Los microscopios electrónicos dependen por tanto de la propiedad que tienen los campos magnético y eléctrico de alterar el camino que recorre el haz de electrones, según las leyes de la óptica.
La primera micrografía electrónica de un espécimen biológico fue obtenida por Ladislaus Laszlo Marton18 en abril de 1934. Poco después se iniciaron en Norteamérica y diferentes países de Europa diversos proyectos independientes vinculados al desarrollo del microscopio electrónico. De hecho, durante esta década de 1930 y la siguiente comenzó la producción, con fines comerciales, de microscopios electrónicos con la aparición de los primeros modelos por parte de las casas alemanas Siemens & Halske y Allgemeine Elektrizität Gesellschaft (AEG) y posteriormente la norteamericana Radio Corporation of America (RCA).

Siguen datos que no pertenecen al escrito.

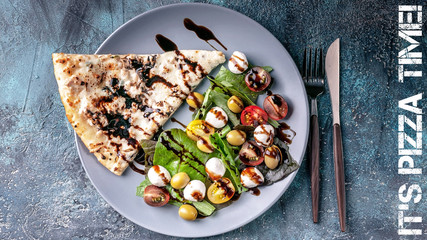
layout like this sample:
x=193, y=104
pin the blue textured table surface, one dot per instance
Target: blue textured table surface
x=45, y=193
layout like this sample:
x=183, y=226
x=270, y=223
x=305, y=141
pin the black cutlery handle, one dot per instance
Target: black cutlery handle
x=314, y=166
x=339, y=174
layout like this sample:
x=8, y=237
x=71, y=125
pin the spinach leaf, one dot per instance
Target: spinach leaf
x=140, y=189
x=288, y=166
x=205, y=107
x=220, y=100
x=237, y=81
x=149, y=147
x=178, y=153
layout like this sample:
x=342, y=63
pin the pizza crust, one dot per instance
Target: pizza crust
x=114, y=101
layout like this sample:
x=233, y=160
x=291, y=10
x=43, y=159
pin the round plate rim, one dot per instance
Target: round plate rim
x=290, y=177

Mediado el siglo XX, los modelos comerciales eran capaces de obtener resoluciones de más de cinco nanómetros e incluso algunos, en las condiciones más favorables, de dos nanómetros. A pesar de algunas limitaciones por la aberración esférica presente en lentes tanto magnéticas como electrostáticas, el éxito de las observaciones bajo el microscopio electrónico terminó por convertir, durante la segunda mitad del siglo XX, a este instrumento en todo un símbolo del progreso científico y un objeto central de la nueva biología molecular.
Pedro Ruiz-Castell, «Instrumentos para el estudio de la Historia Natural: del microscopio óptico al microscopio electrónico», Memorias Real Sociedad Española de Historia Natural, 2ª época, Nº 11. 2013, págs. 127-135.